Don’t feel ruled by statistics. Just because a certain percentage of people who experience serious injury or loss have reacted a certain way doesn’t mean you have to. If you didn’t abuse alcohol before April 16th to deal with pain, there’s no reason to do so now. If you felt good about your marriage on April 15th there’s no rule that says you should feel bad about it now. Losses and injuries bring out hidden weaknesses in all of us, but they just as surely bring out strengths and abilities we or those around us may never have known we had.

Remember that no place is truly safe and tragedy can strike anywhere. The April 16th shootings, like any disaster, simply underscore this fact. It won't help to try to replace the illusion that nothing bad could happen in Blacksburg with the illusion that nothing bad can happen in Tidewater or northern Virginia or wherever else we might live. Having witnessed the tragedy here, your children probably realize this better than anyone.
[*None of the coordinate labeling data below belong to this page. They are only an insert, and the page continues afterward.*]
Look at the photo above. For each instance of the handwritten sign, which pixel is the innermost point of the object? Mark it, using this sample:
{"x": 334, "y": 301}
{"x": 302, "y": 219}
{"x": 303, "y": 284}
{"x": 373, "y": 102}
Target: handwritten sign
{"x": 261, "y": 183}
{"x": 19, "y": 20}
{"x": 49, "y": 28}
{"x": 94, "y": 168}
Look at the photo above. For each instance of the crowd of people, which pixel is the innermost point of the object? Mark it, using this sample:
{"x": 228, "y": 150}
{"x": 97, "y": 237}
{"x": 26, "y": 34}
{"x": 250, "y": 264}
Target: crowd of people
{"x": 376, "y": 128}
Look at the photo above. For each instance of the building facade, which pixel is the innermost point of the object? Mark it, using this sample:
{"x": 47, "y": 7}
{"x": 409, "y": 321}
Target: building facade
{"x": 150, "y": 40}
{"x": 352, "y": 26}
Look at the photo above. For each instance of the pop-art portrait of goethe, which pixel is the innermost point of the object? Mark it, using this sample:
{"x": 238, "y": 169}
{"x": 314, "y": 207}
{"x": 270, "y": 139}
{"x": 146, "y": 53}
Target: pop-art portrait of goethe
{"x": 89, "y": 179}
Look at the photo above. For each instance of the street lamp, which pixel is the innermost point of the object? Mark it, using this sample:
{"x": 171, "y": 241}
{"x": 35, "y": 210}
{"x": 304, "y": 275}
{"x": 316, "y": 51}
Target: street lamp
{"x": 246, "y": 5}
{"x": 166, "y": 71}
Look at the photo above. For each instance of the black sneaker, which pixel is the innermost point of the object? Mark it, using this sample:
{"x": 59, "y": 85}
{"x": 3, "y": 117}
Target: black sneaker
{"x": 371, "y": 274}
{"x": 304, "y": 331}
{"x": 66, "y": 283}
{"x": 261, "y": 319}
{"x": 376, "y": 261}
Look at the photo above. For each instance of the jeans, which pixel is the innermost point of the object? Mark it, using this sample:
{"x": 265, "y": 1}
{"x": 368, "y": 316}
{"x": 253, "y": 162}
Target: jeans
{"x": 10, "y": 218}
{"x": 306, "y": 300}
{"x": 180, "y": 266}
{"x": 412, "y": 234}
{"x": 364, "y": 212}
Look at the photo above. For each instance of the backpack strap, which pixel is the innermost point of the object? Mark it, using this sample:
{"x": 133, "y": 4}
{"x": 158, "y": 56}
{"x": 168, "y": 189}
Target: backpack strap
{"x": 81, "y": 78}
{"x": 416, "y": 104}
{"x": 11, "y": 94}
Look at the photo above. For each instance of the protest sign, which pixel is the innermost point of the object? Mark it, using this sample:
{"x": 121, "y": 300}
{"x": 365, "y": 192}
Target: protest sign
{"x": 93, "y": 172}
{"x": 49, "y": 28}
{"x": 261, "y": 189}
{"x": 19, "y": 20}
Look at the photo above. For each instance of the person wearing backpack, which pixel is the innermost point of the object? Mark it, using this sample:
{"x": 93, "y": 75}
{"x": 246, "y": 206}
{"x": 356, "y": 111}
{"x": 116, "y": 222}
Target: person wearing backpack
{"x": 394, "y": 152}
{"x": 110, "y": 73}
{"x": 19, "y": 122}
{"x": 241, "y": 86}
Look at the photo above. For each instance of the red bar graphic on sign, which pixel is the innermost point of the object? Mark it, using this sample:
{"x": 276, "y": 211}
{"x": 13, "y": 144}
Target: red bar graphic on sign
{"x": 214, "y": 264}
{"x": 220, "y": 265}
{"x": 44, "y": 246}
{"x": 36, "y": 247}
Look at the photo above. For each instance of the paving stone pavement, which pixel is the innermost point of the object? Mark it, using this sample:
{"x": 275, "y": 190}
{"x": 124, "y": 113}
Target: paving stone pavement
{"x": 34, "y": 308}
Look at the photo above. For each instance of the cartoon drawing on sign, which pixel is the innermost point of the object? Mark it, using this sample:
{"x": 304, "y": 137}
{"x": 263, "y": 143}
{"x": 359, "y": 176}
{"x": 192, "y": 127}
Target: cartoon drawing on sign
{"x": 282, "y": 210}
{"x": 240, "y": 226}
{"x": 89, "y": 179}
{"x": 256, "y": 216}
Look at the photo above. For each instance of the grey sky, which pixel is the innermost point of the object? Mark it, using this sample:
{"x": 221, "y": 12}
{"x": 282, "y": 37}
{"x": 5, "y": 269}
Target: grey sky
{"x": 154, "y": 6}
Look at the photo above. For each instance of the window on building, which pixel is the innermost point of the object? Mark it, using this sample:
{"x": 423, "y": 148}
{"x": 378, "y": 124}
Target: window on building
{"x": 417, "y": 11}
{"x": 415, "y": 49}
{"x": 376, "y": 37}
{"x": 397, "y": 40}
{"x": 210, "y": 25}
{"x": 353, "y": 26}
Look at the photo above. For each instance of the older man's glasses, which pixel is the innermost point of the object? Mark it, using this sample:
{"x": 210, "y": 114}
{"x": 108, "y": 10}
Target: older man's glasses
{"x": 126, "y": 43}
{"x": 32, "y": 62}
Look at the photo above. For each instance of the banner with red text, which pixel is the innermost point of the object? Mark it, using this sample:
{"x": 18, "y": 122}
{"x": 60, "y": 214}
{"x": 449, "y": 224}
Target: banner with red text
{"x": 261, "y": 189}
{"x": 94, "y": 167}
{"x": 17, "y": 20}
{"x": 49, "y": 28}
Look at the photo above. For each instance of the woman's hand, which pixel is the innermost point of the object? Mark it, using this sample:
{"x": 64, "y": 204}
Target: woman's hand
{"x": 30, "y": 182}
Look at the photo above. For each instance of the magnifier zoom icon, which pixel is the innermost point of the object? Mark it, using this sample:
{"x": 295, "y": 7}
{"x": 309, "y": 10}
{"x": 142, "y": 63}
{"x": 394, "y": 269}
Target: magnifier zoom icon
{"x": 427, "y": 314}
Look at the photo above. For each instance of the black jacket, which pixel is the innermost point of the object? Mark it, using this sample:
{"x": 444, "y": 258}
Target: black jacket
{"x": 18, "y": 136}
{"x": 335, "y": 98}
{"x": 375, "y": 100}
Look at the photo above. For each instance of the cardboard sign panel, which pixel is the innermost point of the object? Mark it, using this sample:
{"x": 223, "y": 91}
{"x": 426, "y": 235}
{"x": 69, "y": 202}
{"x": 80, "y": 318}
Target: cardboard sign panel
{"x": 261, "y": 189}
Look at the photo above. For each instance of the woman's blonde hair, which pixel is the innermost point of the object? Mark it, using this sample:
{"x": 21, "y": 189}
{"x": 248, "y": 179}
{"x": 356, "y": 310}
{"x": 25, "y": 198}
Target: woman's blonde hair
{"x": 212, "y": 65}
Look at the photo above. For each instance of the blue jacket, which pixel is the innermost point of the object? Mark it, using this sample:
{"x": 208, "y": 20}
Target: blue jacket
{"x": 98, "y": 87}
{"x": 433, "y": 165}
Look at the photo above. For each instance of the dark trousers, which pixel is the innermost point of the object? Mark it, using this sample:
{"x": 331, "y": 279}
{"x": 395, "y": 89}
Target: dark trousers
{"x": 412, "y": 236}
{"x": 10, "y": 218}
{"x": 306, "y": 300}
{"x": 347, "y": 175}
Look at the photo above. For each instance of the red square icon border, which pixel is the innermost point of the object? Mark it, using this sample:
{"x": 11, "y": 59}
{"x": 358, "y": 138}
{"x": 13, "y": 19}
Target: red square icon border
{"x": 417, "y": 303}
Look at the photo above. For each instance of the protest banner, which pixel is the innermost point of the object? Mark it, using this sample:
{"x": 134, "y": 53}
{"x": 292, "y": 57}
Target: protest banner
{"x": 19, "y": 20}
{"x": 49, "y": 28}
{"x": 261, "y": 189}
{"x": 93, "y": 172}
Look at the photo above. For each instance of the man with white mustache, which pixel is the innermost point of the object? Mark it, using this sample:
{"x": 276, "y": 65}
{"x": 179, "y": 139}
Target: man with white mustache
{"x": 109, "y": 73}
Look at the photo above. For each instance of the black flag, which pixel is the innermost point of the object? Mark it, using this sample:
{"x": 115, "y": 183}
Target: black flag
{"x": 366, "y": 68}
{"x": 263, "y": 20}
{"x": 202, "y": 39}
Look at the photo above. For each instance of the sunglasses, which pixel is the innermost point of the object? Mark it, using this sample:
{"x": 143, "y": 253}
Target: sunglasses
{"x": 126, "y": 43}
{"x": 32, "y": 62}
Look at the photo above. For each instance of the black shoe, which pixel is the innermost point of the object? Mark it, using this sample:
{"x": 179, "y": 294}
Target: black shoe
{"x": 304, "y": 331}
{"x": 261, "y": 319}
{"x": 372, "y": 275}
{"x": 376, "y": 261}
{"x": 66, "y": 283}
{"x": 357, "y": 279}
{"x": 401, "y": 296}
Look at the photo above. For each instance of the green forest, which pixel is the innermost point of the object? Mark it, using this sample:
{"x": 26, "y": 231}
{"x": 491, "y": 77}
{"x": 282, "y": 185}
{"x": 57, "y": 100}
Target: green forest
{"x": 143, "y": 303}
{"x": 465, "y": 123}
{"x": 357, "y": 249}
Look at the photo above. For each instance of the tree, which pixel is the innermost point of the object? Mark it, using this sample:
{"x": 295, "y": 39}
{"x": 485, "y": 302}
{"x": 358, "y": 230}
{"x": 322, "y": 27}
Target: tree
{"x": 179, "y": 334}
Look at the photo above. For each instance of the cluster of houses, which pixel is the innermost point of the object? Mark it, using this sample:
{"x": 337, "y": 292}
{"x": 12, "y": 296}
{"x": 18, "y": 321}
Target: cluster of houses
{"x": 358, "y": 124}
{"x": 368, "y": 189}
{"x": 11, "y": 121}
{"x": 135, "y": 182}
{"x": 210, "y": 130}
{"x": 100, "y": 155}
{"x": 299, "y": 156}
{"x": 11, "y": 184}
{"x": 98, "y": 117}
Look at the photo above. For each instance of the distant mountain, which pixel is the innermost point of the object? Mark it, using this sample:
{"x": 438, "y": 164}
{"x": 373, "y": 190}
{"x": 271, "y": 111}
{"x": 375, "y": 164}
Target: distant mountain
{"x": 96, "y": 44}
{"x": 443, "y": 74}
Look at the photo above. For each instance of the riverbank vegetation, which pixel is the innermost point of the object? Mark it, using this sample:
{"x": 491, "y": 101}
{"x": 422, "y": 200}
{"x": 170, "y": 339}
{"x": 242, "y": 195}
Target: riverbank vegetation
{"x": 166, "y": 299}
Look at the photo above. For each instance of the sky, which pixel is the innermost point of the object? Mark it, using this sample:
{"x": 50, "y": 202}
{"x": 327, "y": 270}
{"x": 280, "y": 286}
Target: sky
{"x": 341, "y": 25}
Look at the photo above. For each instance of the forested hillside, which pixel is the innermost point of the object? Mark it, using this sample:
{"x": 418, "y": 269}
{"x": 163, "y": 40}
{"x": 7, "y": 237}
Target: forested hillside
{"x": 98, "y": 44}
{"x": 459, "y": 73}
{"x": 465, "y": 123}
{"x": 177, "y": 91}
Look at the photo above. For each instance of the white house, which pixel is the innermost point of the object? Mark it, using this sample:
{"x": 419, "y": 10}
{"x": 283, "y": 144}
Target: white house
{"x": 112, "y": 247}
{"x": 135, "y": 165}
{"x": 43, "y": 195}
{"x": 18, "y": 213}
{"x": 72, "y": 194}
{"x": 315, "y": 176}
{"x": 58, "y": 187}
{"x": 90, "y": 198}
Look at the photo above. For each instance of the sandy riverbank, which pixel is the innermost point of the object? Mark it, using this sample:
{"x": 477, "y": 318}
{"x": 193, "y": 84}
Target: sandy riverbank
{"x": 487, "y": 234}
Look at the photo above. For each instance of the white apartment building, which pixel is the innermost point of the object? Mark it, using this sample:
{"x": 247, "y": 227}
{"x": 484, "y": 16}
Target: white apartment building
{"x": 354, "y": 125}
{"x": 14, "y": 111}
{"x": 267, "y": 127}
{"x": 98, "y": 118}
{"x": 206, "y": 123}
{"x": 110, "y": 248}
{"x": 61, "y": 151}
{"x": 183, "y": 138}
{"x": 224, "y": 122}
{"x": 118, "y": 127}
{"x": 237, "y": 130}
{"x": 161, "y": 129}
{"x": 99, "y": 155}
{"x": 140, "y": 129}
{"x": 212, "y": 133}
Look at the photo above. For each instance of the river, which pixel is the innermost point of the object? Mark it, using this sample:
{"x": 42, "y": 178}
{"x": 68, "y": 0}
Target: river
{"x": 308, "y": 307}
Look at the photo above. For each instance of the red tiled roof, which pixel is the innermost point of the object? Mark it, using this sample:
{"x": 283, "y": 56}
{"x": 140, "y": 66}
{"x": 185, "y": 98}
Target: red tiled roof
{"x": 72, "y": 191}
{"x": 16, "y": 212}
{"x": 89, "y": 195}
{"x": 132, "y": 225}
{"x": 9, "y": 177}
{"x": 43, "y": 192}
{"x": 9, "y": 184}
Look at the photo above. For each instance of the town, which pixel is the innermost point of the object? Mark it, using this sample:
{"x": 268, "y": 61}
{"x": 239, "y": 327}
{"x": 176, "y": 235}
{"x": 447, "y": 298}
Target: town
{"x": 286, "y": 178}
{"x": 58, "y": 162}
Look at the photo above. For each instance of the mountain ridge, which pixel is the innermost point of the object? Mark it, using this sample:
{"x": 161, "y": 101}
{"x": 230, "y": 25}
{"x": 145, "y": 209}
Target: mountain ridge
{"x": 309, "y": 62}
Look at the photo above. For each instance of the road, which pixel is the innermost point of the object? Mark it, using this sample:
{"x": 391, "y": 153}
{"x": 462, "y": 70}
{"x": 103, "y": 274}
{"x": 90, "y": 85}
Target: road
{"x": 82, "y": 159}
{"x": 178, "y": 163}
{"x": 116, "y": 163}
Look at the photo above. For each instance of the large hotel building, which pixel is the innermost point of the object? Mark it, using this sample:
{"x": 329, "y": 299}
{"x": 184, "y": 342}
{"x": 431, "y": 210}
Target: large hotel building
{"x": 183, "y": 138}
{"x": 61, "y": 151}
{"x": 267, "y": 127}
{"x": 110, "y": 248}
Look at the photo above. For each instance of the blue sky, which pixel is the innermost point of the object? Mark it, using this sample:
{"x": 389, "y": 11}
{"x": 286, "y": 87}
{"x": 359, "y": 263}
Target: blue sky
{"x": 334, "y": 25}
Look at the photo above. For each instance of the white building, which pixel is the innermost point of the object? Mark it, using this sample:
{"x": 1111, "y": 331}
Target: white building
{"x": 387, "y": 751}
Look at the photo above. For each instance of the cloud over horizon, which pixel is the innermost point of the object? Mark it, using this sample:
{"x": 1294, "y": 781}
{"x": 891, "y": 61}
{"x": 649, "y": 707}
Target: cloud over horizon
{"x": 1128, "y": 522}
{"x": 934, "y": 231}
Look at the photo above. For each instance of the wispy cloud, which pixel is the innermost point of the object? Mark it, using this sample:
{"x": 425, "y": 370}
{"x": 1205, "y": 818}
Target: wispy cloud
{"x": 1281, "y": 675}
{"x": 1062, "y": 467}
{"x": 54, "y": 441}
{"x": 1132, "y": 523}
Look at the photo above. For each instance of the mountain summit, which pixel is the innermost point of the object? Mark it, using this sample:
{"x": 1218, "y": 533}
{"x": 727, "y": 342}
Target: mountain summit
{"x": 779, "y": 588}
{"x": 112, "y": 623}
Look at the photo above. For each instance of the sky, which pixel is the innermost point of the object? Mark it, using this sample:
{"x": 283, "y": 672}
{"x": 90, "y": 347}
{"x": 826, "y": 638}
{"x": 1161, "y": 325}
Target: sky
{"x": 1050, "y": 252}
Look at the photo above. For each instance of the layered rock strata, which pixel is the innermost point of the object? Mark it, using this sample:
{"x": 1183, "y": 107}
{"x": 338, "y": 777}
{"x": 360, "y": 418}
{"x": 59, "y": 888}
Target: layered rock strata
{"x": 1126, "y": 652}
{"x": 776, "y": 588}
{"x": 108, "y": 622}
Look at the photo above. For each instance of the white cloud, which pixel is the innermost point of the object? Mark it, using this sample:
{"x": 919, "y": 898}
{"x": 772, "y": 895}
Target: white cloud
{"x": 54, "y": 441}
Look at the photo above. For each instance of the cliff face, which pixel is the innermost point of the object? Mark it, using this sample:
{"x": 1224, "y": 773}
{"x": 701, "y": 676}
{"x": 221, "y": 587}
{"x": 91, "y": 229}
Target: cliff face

If they ask for support, help your children think through ways to find assistance, but again, let them be in control. There are many resources available for students to cope with grief, and these will be ongoing. Your confidence in their ability to cope with even a major disaster will likely be a much better protection for them than implying by your behavior that you don't really believe they can take care of themselves. Older adults as well as young people died or were wounded in the shootings. Age is not really an issue. Many others survived, however, and many performed bravely in the face of great danger.

Seek counseling for your own or other family members' fears, or seek therapy for your whole family if necessary, but be restrained about urging it on an injured child, which may only make them feel worse off than they are. Your fears as parents or the fears of siblings or other relatives and loved ones may call for therapy as much as any experience survivors have had. Watching events on the news may have been especially difficult, since people on campus often knew more about actual threats than those at home. Dealing with calls from the media also can take its toll. Don't become so concerned about your Tech student's emotional well-being that you neglect your own or your other children's. And remember, therapy isn’t a cureall. There are many therapeutic things all of us can do, from volunteering at the library to going for walks, to working in the garden to knitting or playing chess. If you do need a referral, contact us. We have contacts around the country.

Schedule your grief and your fears. Emotions are powerful but they aren’t omnipotent. Making time each day to sit with fears and griefs helps to keep them from simply popping up out of the blue when we ignore them or push them under the rug.